Ginger can be stored in a pantry, fridge, or the freezer.

For pantry storage, place the ginger roots in a cool, dark place. It’s likely to last for 1-2 months in the pantry. The cooler and drier the storage space is, the longer it’s likely to last. Do not store ginger in the pantry if it’s already been cut or peeled.

In the fridge, fresh ginger can last up to 3 months. Unpeeled, uncut ginger roots will last longer in the fridge than in the pantry. If the ginger is cut or peeled already, it will likely last 3-4 weeks in the fridge. For best results, put the ginger in an airtight bag or container, but you can also store it as is.

Storing ginger in the freezer will keep it good for longer, but you need to do some prep work ahead of time. Wash and peel the ginger, then place it in freezer-safe containers or bags and put it in the freezer. You can also chop the ginger into smaller portions to make it easier to use later on, or even grate it and freeze it in blocks.

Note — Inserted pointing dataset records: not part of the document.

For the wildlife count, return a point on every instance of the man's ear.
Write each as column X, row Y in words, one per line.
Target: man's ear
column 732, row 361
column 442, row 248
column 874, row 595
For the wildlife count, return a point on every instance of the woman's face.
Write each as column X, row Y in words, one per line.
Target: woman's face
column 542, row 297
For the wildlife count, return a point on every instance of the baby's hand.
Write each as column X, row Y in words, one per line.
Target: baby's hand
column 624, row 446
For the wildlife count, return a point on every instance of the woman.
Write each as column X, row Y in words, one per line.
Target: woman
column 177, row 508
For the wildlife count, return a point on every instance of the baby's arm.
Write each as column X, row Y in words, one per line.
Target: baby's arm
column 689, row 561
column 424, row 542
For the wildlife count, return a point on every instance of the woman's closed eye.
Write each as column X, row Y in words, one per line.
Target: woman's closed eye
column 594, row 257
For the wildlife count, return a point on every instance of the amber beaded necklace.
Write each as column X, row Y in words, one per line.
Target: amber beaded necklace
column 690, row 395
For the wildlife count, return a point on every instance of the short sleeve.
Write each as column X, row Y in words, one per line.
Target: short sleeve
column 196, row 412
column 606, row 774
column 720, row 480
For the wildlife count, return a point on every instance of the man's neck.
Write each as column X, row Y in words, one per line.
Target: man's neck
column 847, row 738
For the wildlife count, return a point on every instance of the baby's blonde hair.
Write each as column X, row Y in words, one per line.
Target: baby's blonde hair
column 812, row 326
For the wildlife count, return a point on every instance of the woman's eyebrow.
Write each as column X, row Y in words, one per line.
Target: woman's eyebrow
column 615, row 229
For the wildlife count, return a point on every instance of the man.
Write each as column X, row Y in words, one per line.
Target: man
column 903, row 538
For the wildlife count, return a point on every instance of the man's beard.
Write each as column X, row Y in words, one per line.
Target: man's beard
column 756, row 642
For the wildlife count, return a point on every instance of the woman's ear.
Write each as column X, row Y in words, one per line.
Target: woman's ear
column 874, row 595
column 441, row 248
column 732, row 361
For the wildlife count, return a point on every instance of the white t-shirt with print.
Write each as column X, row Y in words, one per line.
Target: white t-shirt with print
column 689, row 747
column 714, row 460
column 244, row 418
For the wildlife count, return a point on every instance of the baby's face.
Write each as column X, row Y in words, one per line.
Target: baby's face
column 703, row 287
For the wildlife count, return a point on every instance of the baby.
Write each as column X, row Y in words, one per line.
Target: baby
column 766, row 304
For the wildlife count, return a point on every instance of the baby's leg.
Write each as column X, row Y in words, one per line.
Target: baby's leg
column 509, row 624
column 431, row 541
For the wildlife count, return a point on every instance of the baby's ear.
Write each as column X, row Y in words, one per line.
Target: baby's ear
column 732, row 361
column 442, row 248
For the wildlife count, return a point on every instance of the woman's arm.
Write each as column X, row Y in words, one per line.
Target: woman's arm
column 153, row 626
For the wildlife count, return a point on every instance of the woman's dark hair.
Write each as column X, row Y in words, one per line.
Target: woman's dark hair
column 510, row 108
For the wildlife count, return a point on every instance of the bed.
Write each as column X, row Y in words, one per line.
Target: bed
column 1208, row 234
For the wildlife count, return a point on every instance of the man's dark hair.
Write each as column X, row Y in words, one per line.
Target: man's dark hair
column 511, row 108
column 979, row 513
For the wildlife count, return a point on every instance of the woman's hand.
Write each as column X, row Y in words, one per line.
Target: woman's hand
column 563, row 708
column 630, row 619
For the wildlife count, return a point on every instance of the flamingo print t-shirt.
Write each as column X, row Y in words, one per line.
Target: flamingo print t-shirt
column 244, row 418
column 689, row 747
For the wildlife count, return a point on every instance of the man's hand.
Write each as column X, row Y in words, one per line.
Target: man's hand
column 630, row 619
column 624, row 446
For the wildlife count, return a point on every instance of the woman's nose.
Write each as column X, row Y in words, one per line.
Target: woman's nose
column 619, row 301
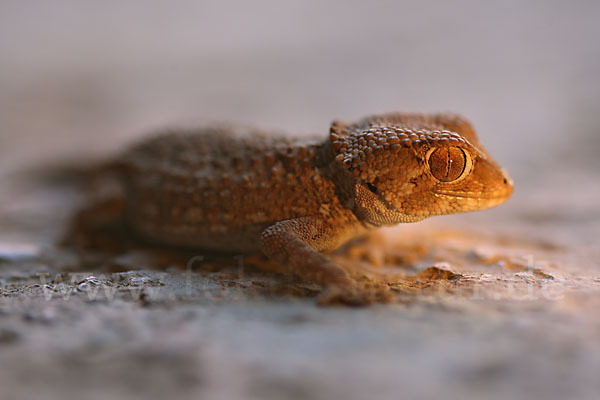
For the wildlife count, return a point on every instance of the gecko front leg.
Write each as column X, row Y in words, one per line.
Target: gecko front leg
column 296, row 244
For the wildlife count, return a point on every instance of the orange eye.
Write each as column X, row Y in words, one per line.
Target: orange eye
column 447, row 164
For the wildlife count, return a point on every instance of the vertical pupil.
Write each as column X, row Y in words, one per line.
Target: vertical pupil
column 447, row 163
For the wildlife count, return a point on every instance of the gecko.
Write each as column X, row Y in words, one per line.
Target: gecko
column 238, row 189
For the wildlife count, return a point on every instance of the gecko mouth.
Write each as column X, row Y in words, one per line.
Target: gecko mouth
column 498, row 195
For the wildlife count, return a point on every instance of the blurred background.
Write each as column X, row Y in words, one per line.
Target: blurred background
column 79, row 79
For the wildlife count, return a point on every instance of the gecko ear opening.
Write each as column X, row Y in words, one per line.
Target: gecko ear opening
column 338, row 138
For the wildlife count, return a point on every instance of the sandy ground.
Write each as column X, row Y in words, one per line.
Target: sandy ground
column 490, row 305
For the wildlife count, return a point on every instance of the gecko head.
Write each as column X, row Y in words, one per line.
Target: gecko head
column 408, row 167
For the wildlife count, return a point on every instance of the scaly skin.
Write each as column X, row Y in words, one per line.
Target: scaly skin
column 235, row 189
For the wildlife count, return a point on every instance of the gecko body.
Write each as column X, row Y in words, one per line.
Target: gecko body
column 237, row 189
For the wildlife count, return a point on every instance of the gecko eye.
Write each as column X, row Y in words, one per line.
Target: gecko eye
column 447, row 164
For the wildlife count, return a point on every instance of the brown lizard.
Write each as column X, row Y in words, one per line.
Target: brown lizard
column 239, row 190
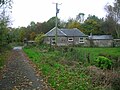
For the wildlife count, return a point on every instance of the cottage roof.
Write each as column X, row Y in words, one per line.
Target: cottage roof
column 101, row 37
column 65, row 32
column 73, row 32
column 52, row 32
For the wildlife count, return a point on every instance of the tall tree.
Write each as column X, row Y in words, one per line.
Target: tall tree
column 114, row 13
column 80, row 17
column 5, row 6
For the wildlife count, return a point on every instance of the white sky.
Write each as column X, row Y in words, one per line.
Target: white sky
column 25, row 11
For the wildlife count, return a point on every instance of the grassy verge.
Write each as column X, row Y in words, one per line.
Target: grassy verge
column 67, row 68
column 3, row 58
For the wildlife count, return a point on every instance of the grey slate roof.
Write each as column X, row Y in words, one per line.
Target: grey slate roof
column 101, row 37
column 73, row 32
column 65, row 32
column 52, row 32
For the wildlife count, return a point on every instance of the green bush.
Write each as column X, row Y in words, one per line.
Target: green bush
column 116, row 83
column 103, row 62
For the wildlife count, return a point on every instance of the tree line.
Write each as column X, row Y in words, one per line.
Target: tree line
column 92, row 24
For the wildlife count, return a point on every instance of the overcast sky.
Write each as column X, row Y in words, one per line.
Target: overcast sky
column 25, row 11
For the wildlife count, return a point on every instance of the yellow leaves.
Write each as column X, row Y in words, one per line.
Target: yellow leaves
column 74, row 24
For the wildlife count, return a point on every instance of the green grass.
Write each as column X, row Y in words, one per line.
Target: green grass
column 3, row 58
column 66, row 69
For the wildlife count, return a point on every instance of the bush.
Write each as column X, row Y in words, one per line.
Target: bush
column 116, row 83
column 103, row 62
column 39, row 38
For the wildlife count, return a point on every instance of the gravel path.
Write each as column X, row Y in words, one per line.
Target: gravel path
column 20, row 74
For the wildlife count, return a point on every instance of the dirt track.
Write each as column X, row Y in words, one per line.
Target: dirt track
column 19, row 74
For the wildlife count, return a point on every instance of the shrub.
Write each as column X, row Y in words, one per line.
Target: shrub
column 103, row 62
column 39, row 38
column 116, row 83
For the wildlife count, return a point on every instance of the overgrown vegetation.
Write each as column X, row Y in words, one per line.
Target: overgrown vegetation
column 74, row 68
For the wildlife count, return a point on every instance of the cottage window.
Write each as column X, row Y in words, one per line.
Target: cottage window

In the freezer, ginger will stay fresh and keep its zing for 5-6 months. It will still be good after this time for 12 months or more, but the spicy taste will diminish over time.

Making Ginger Powder

If you’re growing a lot of ginger and you want to use it year round, the best thing to do is turn it into ginger powder. Powdered ginger can last for up to 2 years or more in your pantry.

Here are the steps to making powdered ginger from your fresh ginger harvest:

  1. Wash and peel your ginger roots
  2. Grate all the ginger and spread it out on a flat tray
  3. Dry out ginger gratings completely, either by leaving the tray in the sun for 1-2 days or by putting the gratings in a dehydrator or oven. Ginger should be completely dry before moving to the next step
  4. Grind up the dry ginger into a fine powder, using either a spice grinder, coffee grinder, or a mortar and pestle
  5. Pour the powder through a fine sifter to remove any large chunks. These chunks can be ground up again and resifted or stored separately to use right away

Store your freshly made ginger powder in a sealed container in the pantry or fridge. Keep moisture out of the container if you want it to last as long as possible.  

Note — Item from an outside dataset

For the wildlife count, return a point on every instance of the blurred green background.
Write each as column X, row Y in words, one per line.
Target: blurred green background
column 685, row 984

How Long Does Ginger Take to Grow?

Ginger plants grown from small rhizomes can take anywhere from 8-10 months to be fully mature and to die back for harvest. However, the rhizomes are growing continuously, and you can begin to do partial harvests within 2-3 months of planting if you’re going to be harvesting as you go.

You can track ginger growth by looking at the shoots and stems. As the rhizome spreads and goes through growth phases, new shoots are likely to pop up. This can show you how much the originally planted ginger is expanding and give you a good idea of what’s going on under the soil.

Does Ginger Grow Well in Containers?

Ginger is a fantastic container plant! As long as you give it the space it needs for its roots, ginger will thrive in a plant pot, grow bag, or other type of planter. Look after your ginger well and it will give you a great harvest, no matter what you’re growing it in.